Ahmad Mansour, palästinensischer Israeli und deutscher Staatsbürger, will die Geschicke der staatlichen Instanzen zum Besseren lenken und die Geflüchteten zu Demokraten erziehen. Zur Erreichung dieser Ziele macht er Tabula rasa und nimmt kein Blatt vor den Mund. Das Buch hat er allen Kindern im Land gewidmet – in der Hoffnung auf eine bessere Zukunft.

Es handelt sich nicht um eine wissenschaftliche Publikation, vielmehr ist sie leicht lesbar und lehrreich. Wer erfahren will, welche Fehler in der Integrationspolitik gemacht werden, dem sei sie empfohlen. Der Autor formuliert in einfachen Sätzen, was Migranten normativ leisten sollten, um von der deutschen Mehrheitsgesellschaft akzeptiert zu werden. Die Beispiele stammen alle aus der Praxis seiner Arbeit.

Der Psychologe Mansour hat eine positive Motivation und fühlt sich verpflichtet, mehr zu leisten, „aktiv aufzuklären, aktiv die Menschen zum Nachdenken zu bringen“ (218). Er setzt sich für ein liberales, freiheitliches und friedliches Miteinander ein und schämt sich, dass der Terrorist Anis Amri im Namen seiner Religion am 19. Dezember 2016 einen Anschlag auf den Weihnachtsmarkt an der Berliner Gedächtniskirche verübte.

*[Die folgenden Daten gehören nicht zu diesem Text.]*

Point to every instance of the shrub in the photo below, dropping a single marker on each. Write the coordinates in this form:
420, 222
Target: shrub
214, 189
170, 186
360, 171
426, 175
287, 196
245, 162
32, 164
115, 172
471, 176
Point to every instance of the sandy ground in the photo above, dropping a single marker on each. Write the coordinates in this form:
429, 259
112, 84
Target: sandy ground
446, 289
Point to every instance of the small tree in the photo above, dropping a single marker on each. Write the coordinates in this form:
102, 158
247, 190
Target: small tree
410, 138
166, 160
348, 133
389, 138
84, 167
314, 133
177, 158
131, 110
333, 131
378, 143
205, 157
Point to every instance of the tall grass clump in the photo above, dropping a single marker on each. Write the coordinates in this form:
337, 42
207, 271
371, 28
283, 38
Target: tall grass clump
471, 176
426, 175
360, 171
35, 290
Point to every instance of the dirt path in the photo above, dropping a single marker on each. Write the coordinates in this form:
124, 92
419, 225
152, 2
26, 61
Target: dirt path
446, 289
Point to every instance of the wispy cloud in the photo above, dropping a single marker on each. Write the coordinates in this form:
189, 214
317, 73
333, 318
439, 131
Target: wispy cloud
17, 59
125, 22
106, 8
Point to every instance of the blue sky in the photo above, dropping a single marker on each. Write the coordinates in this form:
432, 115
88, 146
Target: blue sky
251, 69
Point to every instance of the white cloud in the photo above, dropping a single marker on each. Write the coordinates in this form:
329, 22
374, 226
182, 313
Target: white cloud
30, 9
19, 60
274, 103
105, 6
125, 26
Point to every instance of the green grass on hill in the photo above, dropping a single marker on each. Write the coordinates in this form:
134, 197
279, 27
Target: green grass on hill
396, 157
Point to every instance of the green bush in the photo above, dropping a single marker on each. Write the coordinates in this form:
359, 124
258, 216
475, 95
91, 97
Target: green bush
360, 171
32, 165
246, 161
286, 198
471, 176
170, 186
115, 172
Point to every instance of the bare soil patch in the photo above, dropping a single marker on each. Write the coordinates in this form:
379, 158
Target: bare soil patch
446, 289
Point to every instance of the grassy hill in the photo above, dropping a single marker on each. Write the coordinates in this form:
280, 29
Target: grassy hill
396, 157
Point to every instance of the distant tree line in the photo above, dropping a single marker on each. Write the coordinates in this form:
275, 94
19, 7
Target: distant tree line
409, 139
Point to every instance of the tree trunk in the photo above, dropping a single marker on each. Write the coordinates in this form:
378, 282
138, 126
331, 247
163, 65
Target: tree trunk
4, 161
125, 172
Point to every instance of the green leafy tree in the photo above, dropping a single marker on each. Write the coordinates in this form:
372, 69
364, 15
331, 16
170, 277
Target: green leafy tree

Der Autor weiß, was Radikalisierung bedeutet, und bietet Workshops beispielsweise in Gefängnissen an, um Menschen, die in einer schwierigen Phase nach Orientierung und Halt suchen, zu helfen. In seinen Workshops thematisiert er Problemfelder wie „Gleichberechtigung, starres Islamverständnis, patriarchalische Väter, Gottesbilder, Sexualität, Männlichkeit, religiöse Ideologien, Missionierung, Antisemitismus, Verschwörungstheorien und Opferhaltung“ (13), um Extremismus und Radikalisierung Einhalt zu gebieten.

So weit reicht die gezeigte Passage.